Our study cohorts had heterogeneity in clinical characteristics and CAR-T cell products, but there were no clear correlations between clinical or immunologic characteristics and antibody responses. Key observations included demonstration of vaccine immunogenicity in individuals with low peripheral CD19+ B-cell counts (<20 cells/μL) and serum IgG (<400mg/dL), as well as low IgA and IgM levels. Although some guidelines and clinical heuristics would suggest not vaccinating the majority of individuals in our CAR-T-cohorts, we nonetheless demonstrate clinically relevant immunogenicity of the IIV.[15,16] The observations in this study were consistent with our hypotheses that antibody responses to vaccines before or after CAR-T-cell therapy are biologically plausible based on studies demonstrating responses post-rituximab, even without measurable peripheral blood B-cells.[58-60] This could be due to the presence of B-cells below the limit of detection in blood and the possibility of persistence or recovery of B-cells in lymphoid tissue or the bone marrow. Whether responses originated from de novo naïve B-cells or boosted memory B-cells is unclear.

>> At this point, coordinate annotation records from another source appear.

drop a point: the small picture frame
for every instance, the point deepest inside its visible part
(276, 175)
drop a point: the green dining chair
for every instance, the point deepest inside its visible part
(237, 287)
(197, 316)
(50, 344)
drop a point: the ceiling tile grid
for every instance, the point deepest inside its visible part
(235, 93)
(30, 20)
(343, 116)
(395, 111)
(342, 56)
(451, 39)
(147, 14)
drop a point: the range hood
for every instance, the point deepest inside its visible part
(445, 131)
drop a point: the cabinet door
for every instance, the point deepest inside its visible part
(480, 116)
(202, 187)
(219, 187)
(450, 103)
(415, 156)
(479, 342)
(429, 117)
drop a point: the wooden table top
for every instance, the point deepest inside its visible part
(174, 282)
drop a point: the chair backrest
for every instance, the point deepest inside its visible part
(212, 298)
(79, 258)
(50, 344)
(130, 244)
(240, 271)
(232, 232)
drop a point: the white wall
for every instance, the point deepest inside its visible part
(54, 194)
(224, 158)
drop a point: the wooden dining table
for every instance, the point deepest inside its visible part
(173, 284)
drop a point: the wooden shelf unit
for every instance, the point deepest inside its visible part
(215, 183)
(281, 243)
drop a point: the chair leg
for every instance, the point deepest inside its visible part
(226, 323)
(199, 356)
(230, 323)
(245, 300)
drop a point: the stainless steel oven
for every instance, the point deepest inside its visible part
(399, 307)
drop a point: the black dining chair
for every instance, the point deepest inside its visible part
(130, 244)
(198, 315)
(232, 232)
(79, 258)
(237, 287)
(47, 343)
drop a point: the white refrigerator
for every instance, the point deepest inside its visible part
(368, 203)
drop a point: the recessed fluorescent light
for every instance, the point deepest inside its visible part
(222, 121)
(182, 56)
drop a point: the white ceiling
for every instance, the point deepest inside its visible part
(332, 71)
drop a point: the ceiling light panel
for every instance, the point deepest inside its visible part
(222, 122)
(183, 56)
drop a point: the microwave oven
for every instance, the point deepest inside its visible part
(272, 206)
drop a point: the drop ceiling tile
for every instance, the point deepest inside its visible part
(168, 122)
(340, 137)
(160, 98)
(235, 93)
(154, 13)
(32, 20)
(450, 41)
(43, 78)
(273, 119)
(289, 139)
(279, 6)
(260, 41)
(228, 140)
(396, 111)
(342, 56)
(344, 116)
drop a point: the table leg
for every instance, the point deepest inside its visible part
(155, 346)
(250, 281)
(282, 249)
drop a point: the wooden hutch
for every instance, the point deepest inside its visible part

This study has several strengths. To the authors’ knowledge, it is the first study of vaccine immunogenicity prior to or post-CAR-T-cell therapy. We performed a prospective study using neutralization and gold-standard HAI assays of longitudinally collected samples to demonstrate IIV immunogenicity in a diverse cohort of CAR-T-cell therapy recipients, in addition to controls. Our data support consideration for administration of non-live vaccines before CAR-T-cell therapy for influenza, and by extrapolation, to other relevant pathogens in this clinical context (e.g., SARS-CoV-2 and pneumococcus). Additionally, vaccinations should be offered to patients in remission after CAR-T-cell therapy as previously suggested.[13] The primary limitation is the relatively small sample size, but these data set the foundation for larger trials of both immunogenicity and efficacy. Other limitations include that IIV was at the discretion of clinical providers, and vaccine types and timing of sample collection were variable based on clinical follow up. It is possible that undocumented influenza infection in between blood draws confounded measurements, but this is unlikely. None of the vaccinations occurred within the first year after CAR-T-cell therapy, and additional data are needed to determine immunogenicity in these earlier time periods. Although HAI titers ≥40 generally correspond to a 50% reduction in the incidence of infection,[31] this is not established in immunocompromised individuals. Cellular responses are another critical component of immunity to influenza and other infections;[61] T-cell responses were not studied in this analysis but may demonstrate additional utility of IIV in this population with impaired B-cell immunity.

In summary, these data support consideration for vaccination for influenza and other pathogens, such as SARS-CoV-2, before and after CAR-T-cell therapy, irrespective of hypogammaglobulinemia or B-cell aplasia. Larger studies are needed to determine predictors of vaccine immunogenicity and durability in CAR-T-cell therapy recipients. Additional strategies to prevent infections, like vaccination of close contacts and standard precautions, should remain the backbone of infection prevention in these high-risk individuals.